Bono once claimed that Lou Reed was the James Joyce of New York City.  While that might be a bit of hyperbole the former Velvet Underground leader is synonymous with New York City.

Breaking musical and social barriers, Reed showed the dark under belly of the city. Much like Joyce did with Dublin in Ulysses.  Theirs was the version of a city that not everyone got to see, or even cared to acknowledge.  But like it or not, they captured the spirit of their surroundings in descriptive detail.

Reed’s songs were with drugs and sexual deviants.  Sometimes the characters did both activities at the same time.  If the lyrics weren’t shocking enough for the late 60s, crowd there was the music.  The Velvets provided a mountain of noise and attack that has rarely been equaled.  By the time Reed went solo in the early 70s, the music was toned down slightly, perhaps in an attempt to invite a wider audience into the party.  “Take a walk on the wide side,” He encouraged the listeners. There will be things that will blow your mind, but craziness never sounded so fun.

So it must have come as a shock to hear Reed take off his mask, and reflect with a rare sense of sincerity with 1976’s Coney Island Baby.

The song itself tells the story of Reed’s teenage years in Long Island.  The song sums up teenage confusion.  Which is the right path?  Is it Acceptance by peers or following one’s own path?  It’s clear which road Reed ultimately took, but “Coney Island Baby” makes it’s clear that, at least initially the choice wasn’t easy.

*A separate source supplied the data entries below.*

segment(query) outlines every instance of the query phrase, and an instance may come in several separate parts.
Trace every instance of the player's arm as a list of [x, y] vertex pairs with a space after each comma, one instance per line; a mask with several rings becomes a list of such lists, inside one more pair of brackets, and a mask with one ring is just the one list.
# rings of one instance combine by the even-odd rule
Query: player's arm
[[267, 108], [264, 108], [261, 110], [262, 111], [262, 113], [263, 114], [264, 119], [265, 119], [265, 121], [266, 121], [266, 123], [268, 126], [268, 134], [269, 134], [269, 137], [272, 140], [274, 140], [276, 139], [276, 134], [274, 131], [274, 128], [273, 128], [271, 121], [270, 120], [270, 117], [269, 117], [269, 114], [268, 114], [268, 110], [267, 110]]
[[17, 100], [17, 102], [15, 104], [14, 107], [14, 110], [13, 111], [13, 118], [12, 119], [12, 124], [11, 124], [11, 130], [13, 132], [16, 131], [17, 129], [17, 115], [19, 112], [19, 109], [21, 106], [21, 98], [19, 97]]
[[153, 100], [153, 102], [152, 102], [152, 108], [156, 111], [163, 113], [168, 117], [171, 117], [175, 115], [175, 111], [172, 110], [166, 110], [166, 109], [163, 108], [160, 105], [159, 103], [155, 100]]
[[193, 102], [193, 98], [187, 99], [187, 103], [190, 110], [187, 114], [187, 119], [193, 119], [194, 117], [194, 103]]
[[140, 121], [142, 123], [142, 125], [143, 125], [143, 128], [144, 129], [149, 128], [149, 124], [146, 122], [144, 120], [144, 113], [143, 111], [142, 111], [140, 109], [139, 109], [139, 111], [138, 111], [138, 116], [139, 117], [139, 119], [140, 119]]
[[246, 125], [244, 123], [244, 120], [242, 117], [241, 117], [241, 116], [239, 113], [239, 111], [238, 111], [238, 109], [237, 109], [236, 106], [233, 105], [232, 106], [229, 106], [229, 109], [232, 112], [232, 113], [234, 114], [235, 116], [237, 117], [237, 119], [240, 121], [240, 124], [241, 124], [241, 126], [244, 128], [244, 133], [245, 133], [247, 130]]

His admission of “wanting to play football for the coach” makes this clear.  For many, football is the ultimate form of acceptance in high school.  Not many things are more American than Football.  It’s a sport filled with acceptance, popularity, and brotherhood.   It’s a far cry from commands to “taste the whip”.

The song begins slowly with tasteful guitars and Reed’s soft voice.  Even if you don’t believe the story about Reed wanting to play football, it’s very affective.  As the song moves along, the dream of being on a team is shattered – “All your two-bit friends have gone and ripped you off,” He laments. “They’re talking behind your back.”

The song reaches its emotional climax mid-way through.  A group of singers appear in the background, offering a heartfelt harmony as Reed announces, “the glory of love, might see you through.”

Coney Island Baby is the type of song Lou Reed could write. There’s a sense of youthful innocence lost, and the trials of growing up.  It’s full of heartbreak and hope.  Ultimately this life isn’t meant for Reed. When he describes the city “as something like a circus or a sewer”, you know he’s found his true calling.

“Coney Island Baby” isn’t strictly about America.  But is an American tale.  The line between acceptance and self-worth can sometimes be blurred.  And for many in the 1960s, New York was one of the few places were those who were not considered to be “normal” could find like-minded individuals.  Like those who came to New York from oppression overseas, New York offered a sense of security and possibility to those who chose to follow a different path than the mainstream.  After struggling through his teenage years, it would be Lou Reed would bring this world into the mainstream.